Car ce n'est que lui qui permet de saisir le rapport entre les deux procès que je viens laconiquement d'évoquer : le devenir-capital du monde, l'appropriation par le capital de l'ensemble des conditions de la praxis sociale, sa pénétration jusqu'aux tréfonds de la vie individuelle aussi bien que collective, pour les soumettre aux exigences et effets de la reproduction du capital, d'une part ; et, d'autre part, le devenir-monde du capital, l'extension des rapports capitalistes de production sur toute la surface de la planète, unifiant l'humanité sous la domination des exigences capitalistes ; ces deux mouvements conjoints ne peuvent se comprendre dans leur unité que comme deux moments du procès global de reproduction du capital.
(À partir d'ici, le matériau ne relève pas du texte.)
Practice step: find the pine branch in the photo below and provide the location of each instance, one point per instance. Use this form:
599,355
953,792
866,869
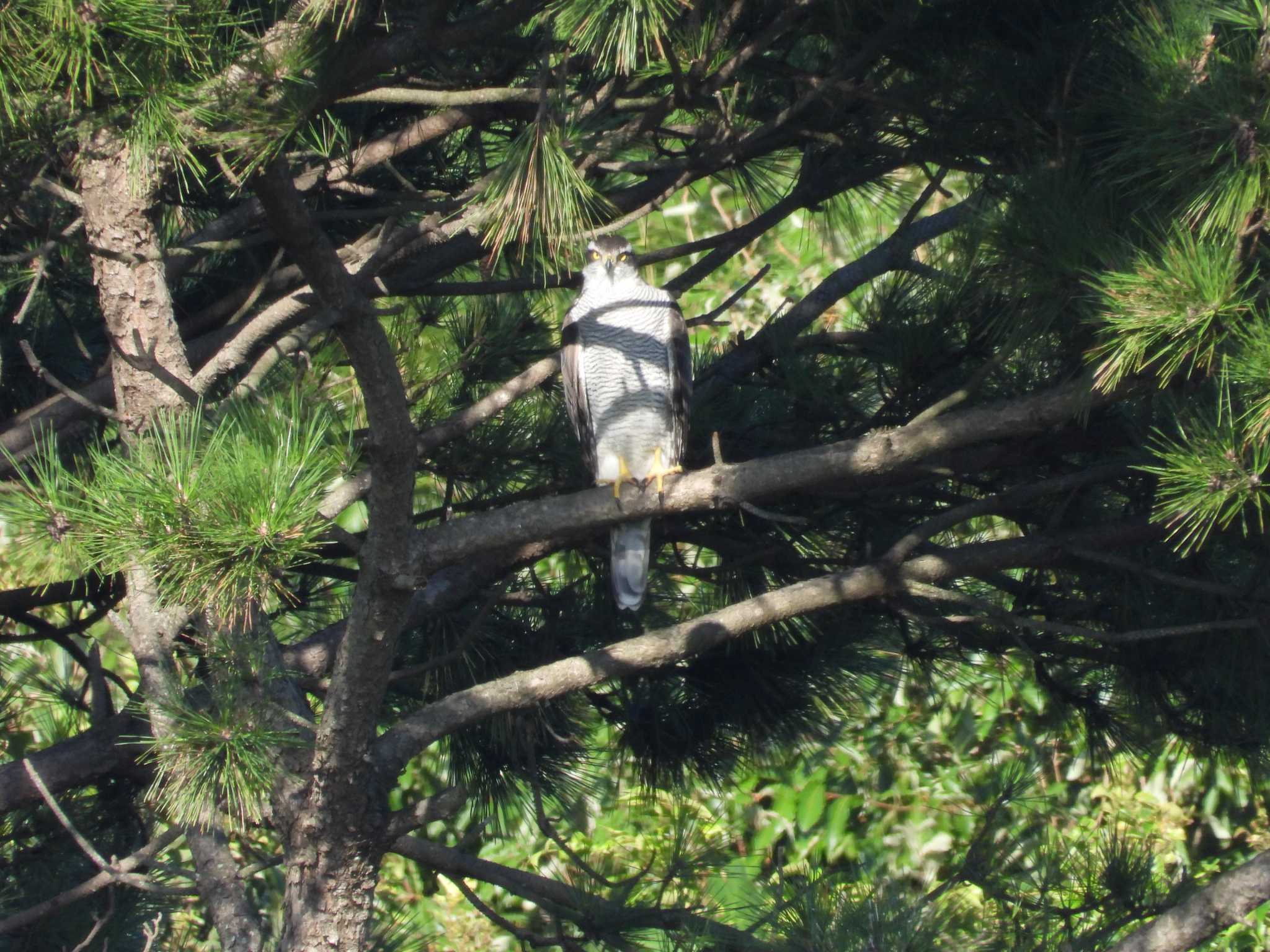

En définitive, le concept de reproduction du capital figure comme une sorte de concept-horizon au sein de la critique marxienne de l'économie politique.

D'une part, il se situe au point de convergence de ses principales lignes directrices, au point où s'entrecroisent ses lignes de force mais aussi ses lignes de fuite, aussi bien celles que Marx a suivies et explorées méthodiquement que celles qu'il s'est contenté d'ouvrir et d'indiquer, ou même celles qu'il a négligées qu'il n'a pas aperçues et qui pourtant se trouvaient impliquées dans et par sa propre démarche.

D'autre part, il est tout à la fois le point à partir duquel l'unité de cette critique marxienne peut s'apercevoir et se concevoir, de manière originale par rapport à la compréhension que Marx lui-même en avait et en a proposée ; le point à partir duquel les insuffisances de cette critique se révèlent et les raisons de son inachèvement s'expliquent ; donc aussi le point à partir duquel l'achèvement de cette critique peut s'envisager. Enfin, il fournit l'ouverture qui permet de dépasser le projet même de cette critique, de s'avancer vers une critique de l'ensemble de la civilisation du capital, qui devrait être l'objet propre de la théorie générale du mode capitaliste de production ici projetée.

1 La reproduction du capital. Prolégomènes à une théorie générale du capitalisme, Lausanne, Editions Page deux, septembre 2001. 2 Contribution à la critique de l'économie politique, traduction Editions Sociales, page 3.